A novel electrochemical flow cell employing porous electrodes and two complete but intermixed electrochemical cells for highly efficient sequential electrolysis is introduced. We demonstrate that this cell can be well-controlled through operation of the upstream cell in galvanostatic modes, accounting for the potential shifts observed at the second electrode due to the HOR current flowing through the solution resistance between the second working electrode and its reference electrode.
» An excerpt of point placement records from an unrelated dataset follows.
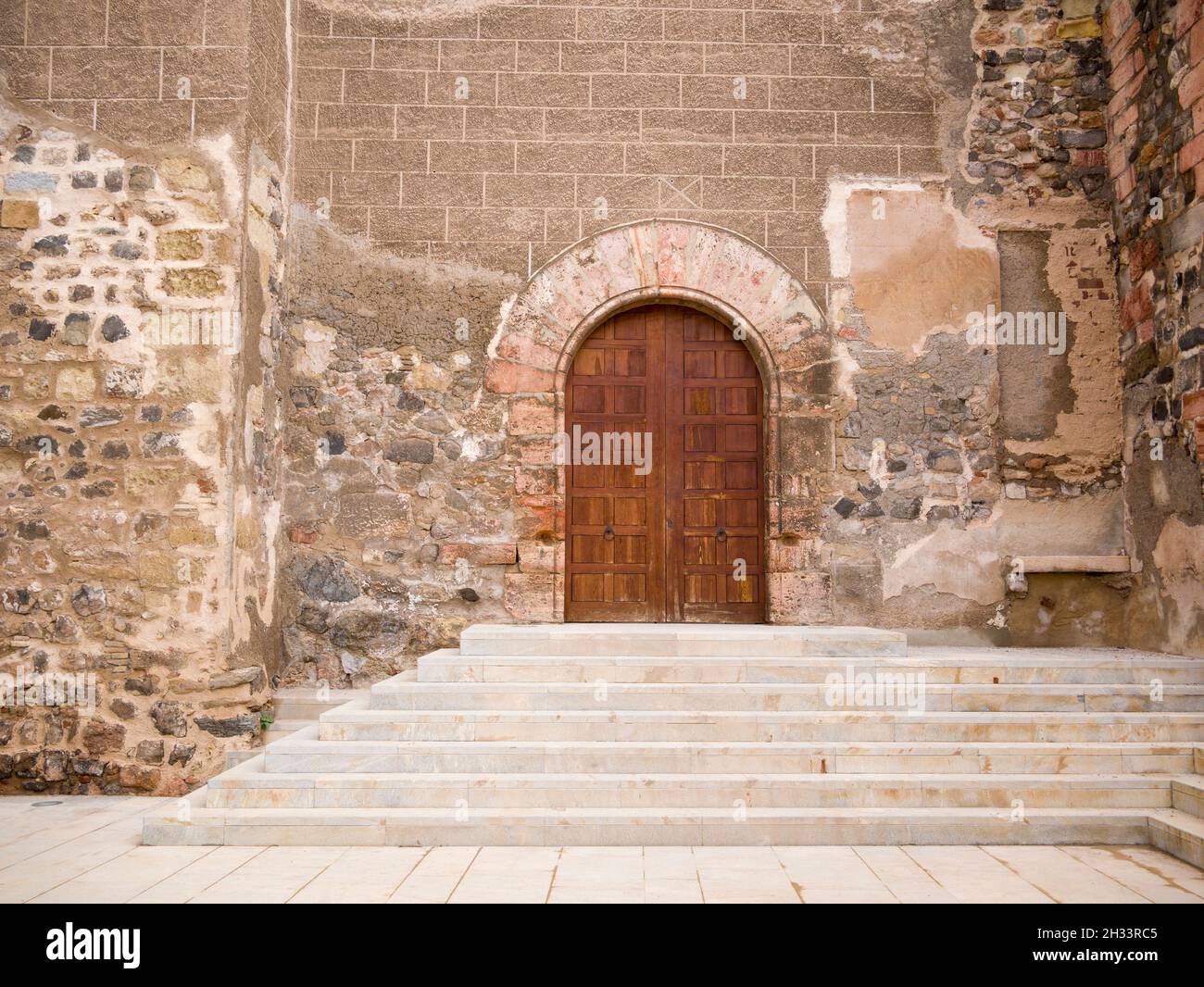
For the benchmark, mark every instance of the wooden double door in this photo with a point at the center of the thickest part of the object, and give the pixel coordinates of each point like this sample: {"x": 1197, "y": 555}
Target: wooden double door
{"x": 663, "y": 472}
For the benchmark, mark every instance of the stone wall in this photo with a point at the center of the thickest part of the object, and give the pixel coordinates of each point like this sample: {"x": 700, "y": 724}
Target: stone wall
{"x": 141, "y": 232}
{"x": 378, "y": 192}
{"x": 1156, "y": 163}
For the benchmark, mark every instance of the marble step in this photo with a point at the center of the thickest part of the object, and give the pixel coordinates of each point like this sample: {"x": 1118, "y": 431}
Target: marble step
{"x": 1187, "y": 794}
{"x": 354, "y": 722}
{"x": 646, "y": 827}
{"x": 939, "y": 666}
{"x": 677, "y": 639}
{"x": 393, "y": 694}
{"x": 306, "y": 702}
{"x": 304, "y": 753}
{"x": 248, "y": 789}
{"x": 1180, "y": 834}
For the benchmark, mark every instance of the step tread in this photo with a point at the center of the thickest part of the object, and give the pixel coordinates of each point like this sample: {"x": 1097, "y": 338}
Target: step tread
{"x": 1185, "y": 822}
{"x": 524, "y": 779}
{"x": 356, "y": 713}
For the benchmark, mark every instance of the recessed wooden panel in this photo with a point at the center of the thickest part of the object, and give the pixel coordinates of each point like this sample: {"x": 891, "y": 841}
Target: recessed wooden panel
{"x": 741, "y": 401}
{"x": 630, "y": 588}
{"x": 588, "y": 510}
{"x": 699, "y": 438}
{"x": 588, "y": 588}
{"x": 738, "y": 364}
{"x": 741, "y": 438}
{"x": 699, "y": 588}
{"x": 701, "y": 512}
{"x": 629, "y": 401}
{"x": 699, "y": 549}
{"x": 741, "y": 513}
{"x": 698, "y": 401}
{"x": 630, "y": 510}
{"x": 630, "y": 549}
{"x": 588, "y": 398}
{"x": 667, "y": 543}
{"x": 701, "y": 476}
{"x": 741, "y": 476}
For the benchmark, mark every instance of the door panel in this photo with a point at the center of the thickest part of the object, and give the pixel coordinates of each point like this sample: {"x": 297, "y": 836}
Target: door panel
{"x": 683, "y": 543}
{"x": 714, "y": 481}
{"x": 614, "y": 565}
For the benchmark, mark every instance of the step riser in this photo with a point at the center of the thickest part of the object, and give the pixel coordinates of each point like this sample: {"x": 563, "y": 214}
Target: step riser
{"x": 1188, "y": 797}
{"x": 737, "y": 672}
{"x": 817, "y": 697}
{"x": 750, "y": 731}
{"x": 675, "y": 795}
{"x": 1124, "y": 830}
{"x": 658, "y": 761}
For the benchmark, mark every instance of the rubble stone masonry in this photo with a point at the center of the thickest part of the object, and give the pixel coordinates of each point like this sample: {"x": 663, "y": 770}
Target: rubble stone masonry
{"x": 406, "y": 212}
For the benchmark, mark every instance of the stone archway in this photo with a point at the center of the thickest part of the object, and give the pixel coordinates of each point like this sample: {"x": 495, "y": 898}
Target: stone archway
{"x": 690, "y": 264}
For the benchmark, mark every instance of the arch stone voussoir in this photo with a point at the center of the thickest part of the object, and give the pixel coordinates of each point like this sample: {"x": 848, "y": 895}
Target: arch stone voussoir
{"x": 694, "y": 264}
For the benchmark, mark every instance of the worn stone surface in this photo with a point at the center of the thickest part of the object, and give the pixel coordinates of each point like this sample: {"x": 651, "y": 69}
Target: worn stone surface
{"x": 278, "y": 394}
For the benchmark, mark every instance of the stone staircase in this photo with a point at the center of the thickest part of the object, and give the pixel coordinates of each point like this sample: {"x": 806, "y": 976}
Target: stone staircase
{"x": 695, "y": 734}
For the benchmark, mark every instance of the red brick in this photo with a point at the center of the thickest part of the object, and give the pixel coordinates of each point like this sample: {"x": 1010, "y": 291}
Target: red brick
{"x": 1187, "y": 12}
{"x": 1190, "y": 88}
{"x": 504, "y": 377}
{"x": 1191, "y": 153}
{"x": 1136, "y": 306}
{"x": 1193, "y": 405}
{"x": 1143, "y": 256}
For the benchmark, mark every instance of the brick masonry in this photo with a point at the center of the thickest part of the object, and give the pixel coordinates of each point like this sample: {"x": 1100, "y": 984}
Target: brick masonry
{"x": 416, "y": 216}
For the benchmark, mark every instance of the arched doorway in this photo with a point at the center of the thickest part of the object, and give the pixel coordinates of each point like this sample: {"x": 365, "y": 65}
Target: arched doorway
{"x": 663, "y": 472}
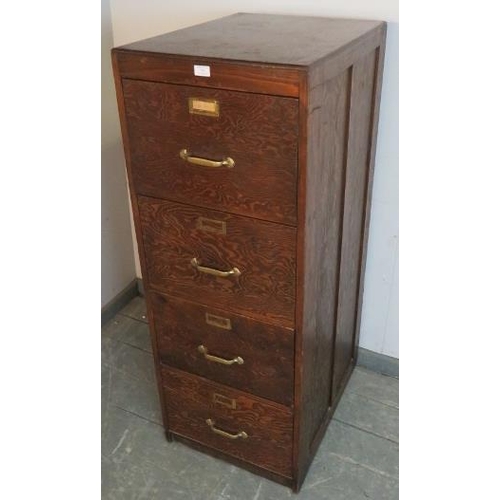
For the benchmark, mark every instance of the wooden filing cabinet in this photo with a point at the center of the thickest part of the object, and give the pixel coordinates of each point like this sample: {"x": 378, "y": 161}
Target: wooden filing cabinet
{"x": 250, "y": 144}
The flow cell exhibits highly efficient hydrogen oxidation and subsequent hydrogen reduction with the use of porous Nb, Pt-decorated porous Nb, and Pt-decorated carbon cloth as the downstream working electrode. HER conversion efficiency results show that the Nb and carbon cloth-based electrodes have geometric morphologies well-suited to efficient electrolysis in the flowing electrolyte. The large toruosity and small pore size of porous Nb lead to nearly perfect conversion efficiency, especially when functionalized with Pt. Our approach opens the door for to a new approach to tackling important electrochemical reactions with complex reaction pathways and multiple reactants, as well as studies of fundamental aspects of important electrochemical reactions over a range of pH without the need to alter the composition of the supporting electrolyte.

This research was supported by the U.S. Department of Energy, Office of Basic Energy Sciences under grant number DE-SC000868.